There an easy way to check whether that might be true. Look at the producers of dictionaries. Webster:
information, understanding, or skill that you get from experience or education
awareness of something : the state of being aware of something

Maybe the guys at that dictionary are an expection. Let's look at the Cambridge dictionary:
understanding of or ​information about a ​subject that you get by ​experience or ​study, either ​known by one ​person or by ​people ​generally:
the ​state of ​knowing about or being ​familiar with something

Studying philosophy mislead you. Neither of those definitions speaks about justification or truth.

They aren't really defining it just using synonyms.

I don't think saying that knowledge is information that's due to experience of education is giving a synonym.

But even if someone defines a term via synonym they are still defining the term. It's worthwhile to note that different people interact with language differently.

At the moment where you accept the framing of the question as the only way to look at the issue, you miss a lot of real world usage of the concept in question by people who don't use the same framing as you do.

LukeProg considers philosophy a diseased discipline

Four years ago! Probably a good idea mention that or check if he still thinks this.

Did he ever retract his youthful indiscretions?

Not that I know of. Probably not. Still, I wouldn't hold someone to something they said on a blog years ago.

I don't thing there's a conflict between your post saying that there's a lot of value in up to a few hundred hours of scholarship and thought on a topic and LukeProg saying the leading edge of the topic is broken and it's not worth devoting significant portions of a career on current academic practices.

Both are likely quite true.

[-][anonymous]8y10

The one and only philosophy class I've taken was an Ethics course. My instructor was excellent at helping us engage with the core of hypotheticals. While it annoyed me at the time, I appreciate the girl who bit the bullet for moral relativism; she was my first exposure to committing fully to an ethical system.

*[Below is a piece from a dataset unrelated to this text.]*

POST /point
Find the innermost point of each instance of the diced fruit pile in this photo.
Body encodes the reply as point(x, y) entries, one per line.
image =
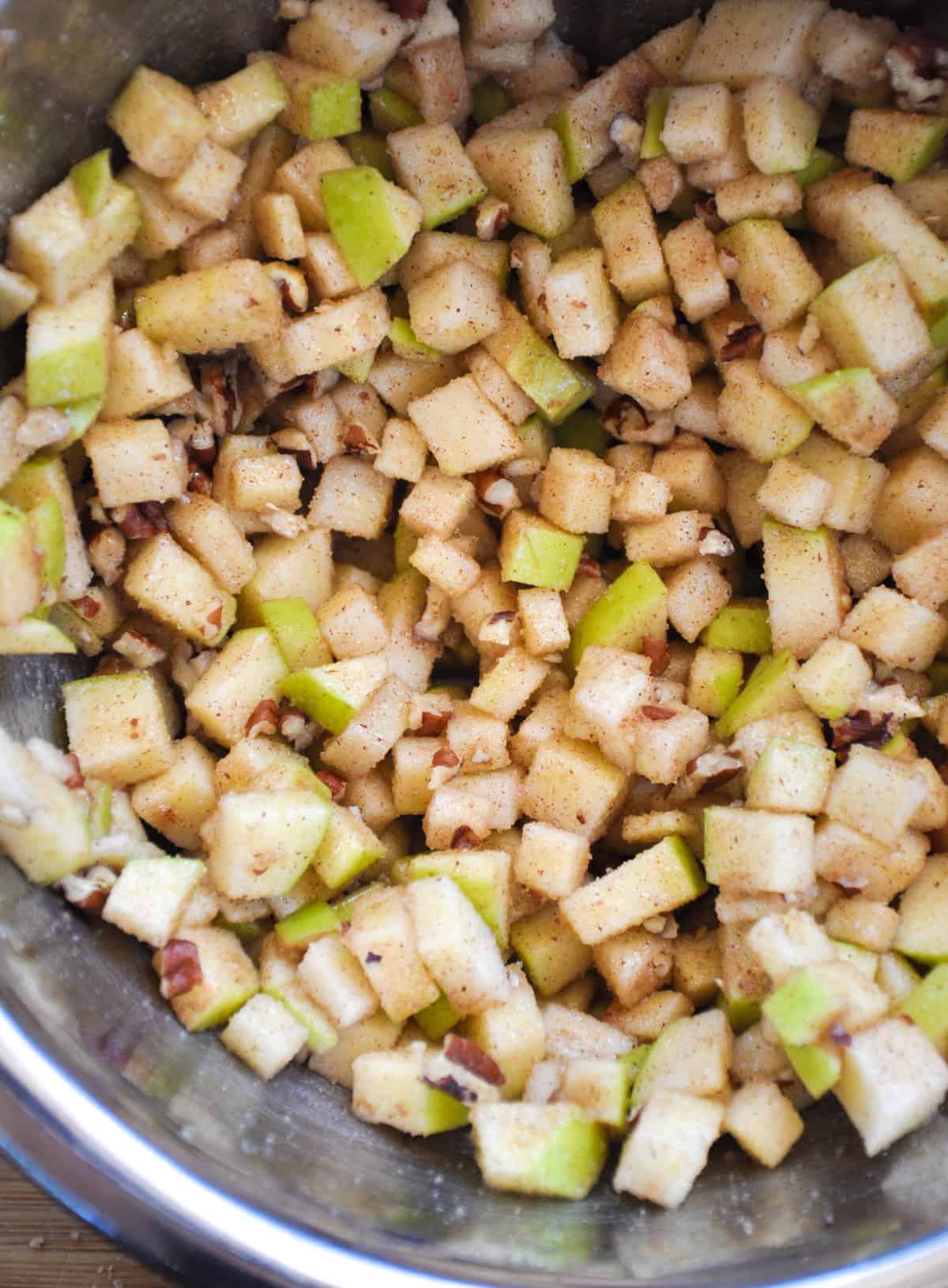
point(513, 541)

I suppose I agree with you, that philosophy isn't useless, but the Sequences and the dialogues with other rationalists have been pretty effective, too.

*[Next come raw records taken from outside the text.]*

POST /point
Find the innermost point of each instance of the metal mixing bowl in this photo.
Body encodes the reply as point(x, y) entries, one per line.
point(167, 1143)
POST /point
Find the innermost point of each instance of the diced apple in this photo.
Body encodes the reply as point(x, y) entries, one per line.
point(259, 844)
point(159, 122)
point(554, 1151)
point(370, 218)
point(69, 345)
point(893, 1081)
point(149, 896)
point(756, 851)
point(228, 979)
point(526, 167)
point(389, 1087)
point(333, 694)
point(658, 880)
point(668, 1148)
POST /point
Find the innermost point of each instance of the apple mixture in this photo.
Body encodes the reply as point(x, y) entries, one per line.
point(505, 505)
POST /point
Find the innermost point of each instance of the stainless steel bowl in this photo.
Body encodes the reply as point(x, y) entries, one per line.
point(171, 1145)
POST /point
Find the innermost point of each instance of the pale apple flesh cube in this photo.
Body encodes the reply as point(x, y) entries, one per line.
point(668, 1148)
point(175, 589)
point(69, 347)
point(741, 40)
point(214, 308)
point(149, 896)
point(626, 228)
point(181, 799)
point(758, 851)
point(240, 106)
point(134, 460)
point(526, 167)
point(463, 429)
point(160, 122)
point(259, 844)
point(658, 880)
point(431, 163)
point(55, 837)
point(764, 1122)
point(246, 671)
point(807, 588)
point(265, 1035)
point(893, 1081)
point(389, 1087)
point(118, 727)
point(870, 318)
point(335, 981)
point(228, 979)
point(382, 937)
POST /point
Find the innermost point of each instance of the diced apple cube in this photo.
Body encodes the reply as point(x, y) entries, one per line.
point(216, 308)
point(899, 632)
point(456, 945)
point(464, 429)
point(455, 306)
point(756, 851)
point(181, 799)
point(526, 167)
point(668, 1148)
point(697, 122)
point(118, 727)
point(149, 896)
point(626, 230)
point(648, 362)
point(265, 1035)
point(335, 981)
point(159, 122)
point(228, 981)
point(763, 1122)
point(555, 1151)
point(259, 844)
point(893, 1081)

To paraphrase Wittgenstein, what you should do if someone talks metaphysics is point out that they haven't given signification to some of their words. Although he says that philosophy should only care about reality (and if it's reality, it's physics, biology, etc and not philosophy), he also says that philosophy is here to clarify our thoughts, and I can't help but agree.

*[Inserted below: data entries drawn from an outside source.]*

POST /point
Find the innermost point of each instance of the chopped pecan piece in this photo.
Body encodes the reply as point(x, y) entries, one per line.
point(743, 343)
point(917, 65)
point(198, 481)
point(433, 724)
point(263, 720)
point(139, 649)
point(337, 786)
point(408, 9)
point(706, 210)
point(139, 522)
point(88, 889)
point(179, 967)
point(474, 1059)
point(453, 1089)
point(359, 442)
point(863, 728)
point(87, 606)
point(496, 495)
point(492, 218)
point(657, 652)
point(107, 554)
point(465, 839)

The "kind of crazy" of the postmodern though aren't the minority, they kinda all lack rigor and fail to give signification to their words (but use them nonetheless) - and moreover have what we'll call the "disease of the metaphor", doing many unnecessary or even obscuring metaphors.

I also agree that there is value in studying philosophy - but having the rationality to question it should come first. (Kinda obvious that I do side with the so called anti-philosophy huh)

[-][anonymous]8y00

There was an episode of the podcast 'the infinite monkey cage' which was more or less science versus philosophy. The guest scientists spoke at length and in detail what science had accomplished. The guest philosophers... sputtered for the whole show. But at the end the host said this...

In all of philosophy there is a small subset named logic. In all of logic there is a small subset named mathematics. In all of mathematics there is a small subset named statistics. If science would like to proceed without statistics, which is a shard of a shard of a shard of philosophy, then science is welcome to do so.